“Hey @MichaelCohen212 — Do your wife & father-in-law know about your girlfriends? Maybe tonight would be a good time for that chat. I wonder if she’ll remain faithful when you’re in prison. She’s about to learn a lot…”

Look familiar? This was the tweet that Congressman Matt Gaetz, one of Florida’s Congressman to the United States House of Representatives, wrote on the eve of Michael Cohen’s testimony to a U.S. House Committee last Tuesday. While he later deleted the text and offered a personal apology to Michael Cohen, Congressman Gaetz is still in hot water. However, his problems do not lie with his fellow representatives. Nor does he constitutes seem to mind the content of the tweet. Rather, Congressman Gatez is also known as Attorney Gatez in the State of Florida. This means that his conduct can be examined by the Florida Bar which launched an investigation into the matter shortly after the tweet went public.

Florida Bar spokeswoman Francine Walker was quoted in an email last week that an investigation was opened into Attorney Gaetz. Gates has fifteen days to respond and then a bar attorney will decide to send the case forward to a grievance committee for a probable cause determination or dismiss it at the initial level. Yet the entire situation brings forth a conflict that has existed with the Florida Bar and individual attorneys for many years. At what point does the First Amendment and Freedom of Speech not enable attorneys to say what they want to say?

The policy behind limitations on attorneys’ speech have mostly been focused on advertising and preserving the appearance of civility in the profession. Indeed, one could easily argue that a commercial that has an attorney acting in an undignified manner belittles lawyers everywhere in the state. But here, Congressman Gatez’s comments have nothing to do with the practice of his legal profession. There is no requirement that an individual be a lawyer to be in government. Yet, at present, the Florida Bar is the only entity outraged enough by the statement against Cohen that further action has been taken.

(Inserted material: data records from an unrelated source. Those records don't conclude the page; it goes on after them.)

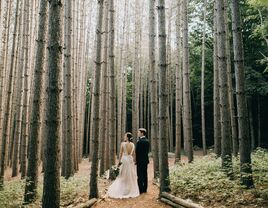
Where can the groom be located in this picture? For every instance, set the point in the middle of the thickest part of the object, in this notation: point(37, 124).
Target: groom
point(142, 160)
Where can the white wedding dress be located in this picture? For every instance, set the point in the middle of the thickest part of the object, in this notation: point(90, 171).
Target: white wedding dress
point(125, 185)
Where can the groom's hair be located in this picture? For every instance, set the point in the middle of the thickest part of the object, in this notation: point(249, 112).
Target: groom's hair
point(129, 136)
point(143, 131)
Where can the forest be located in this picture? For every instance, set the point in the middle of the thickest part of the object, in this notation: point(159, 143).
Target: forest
point(76, 75)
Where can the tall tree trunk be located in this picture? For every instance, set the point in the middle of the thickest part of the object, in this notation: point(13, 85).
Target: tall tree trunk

From the Bar’s perspective, it seems to be more an issue of whether Gatez’s text rose to level of an actual crime as opposed to whether it was a poor reflection on attorneys from the State. Many of asserted that the text rises to the level of a threat and even witness tampering as it seems that it was fashioned in a way to pressure if not encourage Cohen to back out of his testimony at the last minute. In either event, how the Bar chooses to handle the matter could set interesting precedent for how lawyers conduct themselves in future matters outside their role as attorney.